10. “I went public when it was cheap, and I went public when it was time to get out. Same with anything else. Calling it as I see it, and sharing a bit. In 2005-6 it was not so easy to share.” – on investing in GameStop then exiting it.

11. “Hey, $GME is now a $stonk and may go >$1000, but if I made a life-altering amount in this stock, I’d punch out. Main Street has Wall Street by the cojones. Great story/LOVE it. Tee it: bulls make money, bears make money, #pigsgetslaughtered. #Fundamentals.”

12. “There really can’t be another GME. Nothing else is/was even close to as shorted (100+% of float), so small (microcap) and so hated/ignored/dismissed prior to the #thebigshortsqueeze. It was a uniquely perfect set up. There won’t be another like it. Much like #thebigshort.”

13. “If I put $GME on your radar, and you did well, I’m genuinely happy for you. However, what is going on now – there should be legal and regulatory repercussions. This is unnatural, insane, and dangerous.”

14. “If you do not use #robinhood, you have to see it to understand what #gamification of #stonks/options means. So here it is. If this looks like a serious investing app to you, and NOT a dangerous casino ‘fun for all ages,’ you’ve been #gamified.”

15. “Special Purpose Acquisition Companies, or #SPACs (~ blank check companies), are hotter than ever.

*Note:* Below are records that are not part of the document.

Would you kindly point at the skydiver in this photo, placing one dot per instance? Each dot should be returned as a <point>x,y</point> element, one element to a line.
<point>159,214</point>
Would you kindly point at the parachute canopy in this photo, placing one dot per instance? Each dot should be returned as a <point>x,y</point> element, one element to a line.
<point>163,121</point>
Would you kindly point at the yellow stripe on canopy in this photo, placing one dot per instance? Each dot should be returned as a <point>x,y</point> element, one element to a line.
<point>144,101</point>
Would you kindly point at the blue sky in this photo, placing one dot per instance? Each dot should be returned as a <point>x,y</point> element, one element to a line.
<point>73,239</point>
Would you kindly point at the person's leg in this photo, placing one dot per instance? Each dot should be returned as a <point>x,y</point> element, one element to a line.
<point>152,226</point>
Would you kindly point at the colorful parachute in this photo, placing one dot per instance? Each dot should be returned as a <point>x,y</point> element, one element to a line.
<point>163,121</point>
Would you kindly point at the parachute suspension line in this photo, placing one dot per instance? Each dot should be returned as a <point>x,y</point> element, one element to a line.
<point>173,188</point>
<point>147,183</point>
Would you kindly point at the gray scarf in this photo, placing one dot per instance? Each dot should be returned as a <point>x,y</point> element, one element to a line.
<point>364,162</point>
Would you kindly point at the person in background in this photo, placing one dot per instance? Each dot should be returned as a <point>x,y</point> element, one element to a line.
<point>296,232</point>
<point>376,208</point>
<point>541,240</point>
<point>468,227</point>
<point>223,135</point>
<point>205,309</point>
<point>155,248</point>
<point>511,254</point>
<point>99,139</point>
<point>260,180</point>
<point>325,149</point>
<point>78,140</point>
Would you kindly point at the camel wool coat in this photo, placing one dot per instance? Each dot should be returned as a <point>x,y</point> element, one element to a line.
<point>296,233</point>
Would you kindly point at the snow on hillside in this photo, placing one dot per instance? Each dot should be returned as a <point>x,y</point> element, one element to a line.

Companies going public this way are not well-vetted. Anyone with a reputation has incentive to do a SPAC & consummate a deal, regardless of quality.”

16. “It is too early, she is too hot, and, today, short sellers are timid, but Wall Street will be ruthless in the end.” – on Ark founder and CEO Cathie Wood.

17. “I am not running for president. I am far too flawed. Do you really want to see a cross-eyed President of the United States of America? No one really wants that. I’d have to wear a patch, and I don’t want to wear a patch.”